Treffer
BGH Beschluss

Revision: Aufhebung wegen fehlender Feststellungen zum Eigennutz bei Handeltreiben

Gericht
BGH
Spruchkörper
1. Strafsenat
Aktenzeichen
1 StR 601/92
Datum
29.09.1992
Rechtsgebiet
Strafrecht
Quelle
Der Angeklagte rügte die Verurteilung wegen täterschaftlichen Handeltreibens und tateinheitlicher Einfuhr von Heroin. Der BGH hob das Urteil auf, weil das Landgericht keine Feststellungen traf, aus denen sich ein Eigennutz oder ein persönlicher Vorteil des Angeklagten ergab. Solche Feststellungen sind für die Verurteilung wegen Handeltreibens erforderlich, zumal offen blieb, ob er die Ware nur weiterleiten sollte.

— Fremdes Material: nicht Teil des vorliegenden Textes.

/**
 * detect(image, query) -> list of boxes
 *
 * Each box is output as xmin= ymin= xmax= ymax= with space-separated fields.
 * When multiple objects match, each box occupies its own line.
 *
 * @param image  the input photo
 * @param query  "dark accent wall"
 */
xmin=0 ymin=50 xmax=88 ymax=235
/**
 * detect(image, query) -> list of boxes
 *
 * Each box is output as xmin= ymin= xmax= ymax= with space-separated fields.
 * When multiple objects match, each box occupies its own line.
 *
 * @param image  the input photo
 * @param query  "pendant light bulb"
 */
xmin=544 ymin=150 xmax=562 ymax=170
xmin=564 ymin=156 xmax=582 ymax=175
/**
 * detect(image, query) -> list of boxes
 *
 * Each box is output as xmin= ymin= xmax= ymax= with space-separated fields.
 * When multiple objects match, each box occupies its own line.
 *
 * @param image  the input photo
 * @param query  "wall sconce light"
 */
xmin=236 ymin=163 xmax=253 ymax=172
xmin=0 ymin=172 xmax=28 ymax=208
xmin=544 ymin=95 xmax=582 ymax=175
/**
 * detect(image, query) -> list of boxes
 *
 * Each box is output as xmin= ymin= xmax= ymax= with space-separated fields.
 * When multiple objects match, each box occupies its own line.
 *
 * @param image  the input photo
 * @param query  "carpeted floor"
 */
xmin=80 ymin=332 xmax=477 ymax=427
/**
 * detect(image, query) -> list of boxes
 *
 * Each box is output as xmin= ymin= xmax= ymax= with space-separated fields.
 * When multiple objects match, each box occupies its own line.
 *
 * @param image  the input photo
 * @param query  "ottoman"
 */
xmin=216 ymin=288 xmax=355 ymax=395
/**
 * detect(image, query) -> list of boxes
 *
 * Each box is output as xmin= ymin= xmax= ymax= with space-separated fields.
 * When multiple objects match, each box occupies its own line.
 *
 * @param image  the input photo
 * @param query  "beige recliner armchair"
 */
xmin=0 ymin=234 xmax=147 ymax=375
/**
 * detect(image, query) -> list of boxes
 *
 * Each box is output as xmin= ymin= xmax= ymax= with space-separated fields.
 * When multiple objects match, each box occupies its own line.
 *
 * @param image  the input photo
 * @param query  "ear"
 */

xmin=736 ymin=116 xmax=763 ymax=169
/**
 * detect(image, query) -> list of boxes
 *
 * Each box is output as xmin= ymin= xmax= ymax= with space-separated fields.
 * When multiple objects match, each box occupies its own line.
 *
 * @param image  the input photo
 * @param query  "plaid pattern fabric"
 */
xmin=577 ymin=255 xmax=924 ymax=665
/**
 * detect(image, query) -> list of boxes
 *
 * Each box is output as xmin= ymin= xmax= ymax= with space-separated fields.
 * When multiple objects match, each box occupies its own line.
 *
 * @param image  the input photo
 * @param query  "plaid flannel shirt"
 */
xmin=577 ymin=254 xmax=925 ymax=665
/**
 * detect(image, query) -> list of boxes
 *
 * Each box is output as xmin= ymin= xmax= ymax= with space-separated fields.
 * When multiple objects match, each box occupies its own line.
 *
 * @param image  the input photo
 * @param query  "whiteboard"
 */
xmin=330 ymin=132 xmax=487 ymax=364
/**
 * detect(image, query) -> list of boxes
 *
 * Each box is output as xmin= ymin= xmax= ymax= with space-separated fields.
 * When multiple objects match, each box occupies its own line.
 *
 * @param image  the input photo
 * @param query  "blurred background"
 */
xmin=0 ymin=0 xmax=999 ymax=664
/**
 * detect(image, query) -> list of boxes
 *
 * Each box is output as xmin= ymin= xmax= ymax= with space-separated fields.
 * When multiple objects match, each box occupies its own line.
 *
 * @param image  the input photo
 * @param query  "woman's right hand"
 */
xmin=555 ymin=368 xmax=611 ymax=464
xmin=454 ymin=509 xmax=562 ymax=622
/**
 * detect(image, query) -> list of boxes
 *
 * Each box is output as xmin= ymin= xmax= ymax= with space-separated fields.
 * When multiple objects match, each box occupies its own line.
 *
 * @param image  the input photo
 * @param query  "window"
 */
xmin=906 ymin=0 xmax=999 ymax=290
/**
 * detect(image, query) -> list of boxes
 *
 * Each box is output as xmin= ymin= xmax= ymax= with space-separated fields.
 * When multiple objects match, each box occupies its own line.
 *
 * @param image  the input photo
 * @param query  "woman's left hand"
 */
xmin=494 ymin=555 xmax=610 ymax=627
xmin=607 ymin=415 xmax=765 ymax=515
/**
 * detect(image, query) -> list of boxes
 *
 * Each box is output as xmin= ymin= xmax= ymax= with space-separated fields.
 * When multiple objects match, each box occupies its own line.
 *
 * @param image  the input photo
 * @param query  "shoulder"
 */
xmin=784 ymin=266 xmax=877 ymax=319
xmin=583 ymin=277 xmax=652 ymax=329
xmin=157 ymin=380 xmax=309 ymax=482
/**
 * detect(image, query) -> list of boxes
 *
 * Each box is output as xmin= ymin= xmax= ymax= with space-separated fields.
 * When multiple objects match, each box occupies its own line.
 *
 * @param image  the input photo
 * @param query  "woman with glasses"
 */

Zudem ist für die Einfuhrtat gesondert zu prüfen, ob Mittäterschaft vorliegt; die Sache wurde zur neuen Verhandlung an eine andere Strafkammer zurückverwiesen.

Abstrakte Rechtssätze

1

Zur Verurteilung wegen täterschaftlichen Handeltreibens sind Feststellungen erforderlich, aus denen sich ein Eigennutz oder ein dem Täter zurechenbarer Vorteil ergibt.

2

Fehlen die erforderlichen Feststellungen zum Eigennutz, ist die Verurteilung wegen Handeltreibens aufzuheben.

3

Die Aufhebung einer Verurteilung wegen Handeltreibens kann die Aufhebung tateinheitlich begangener Schuldsprüche nach sich ziehen und erfordert deren gesonderte Überprüfung.

4

Bei Unklarheiten, ob der Beschuldigte die Betäubungsmittel nur weitergeleitet oder zum eigenen Vertrieb bestimmt hat, muss das Gericht insbesondere die Frage der Mittäterschaft durch hinreichende Feststellungen klären.

Vorinstanzen

Landgericht Kempten, 23. April 1992

Rubrum

BUNDESGERICHTSHOF BESCHLUSS

1 StR 601/92 vom 29. September 1992 in der Strafsache gegen ███ aus ████████, geboren am Prince Larry ████████ 1962 in ███████ (Liberia), wegen unerlaubter Einfuhr von Betäubungsmitteln in nicht geringer Menge u. a.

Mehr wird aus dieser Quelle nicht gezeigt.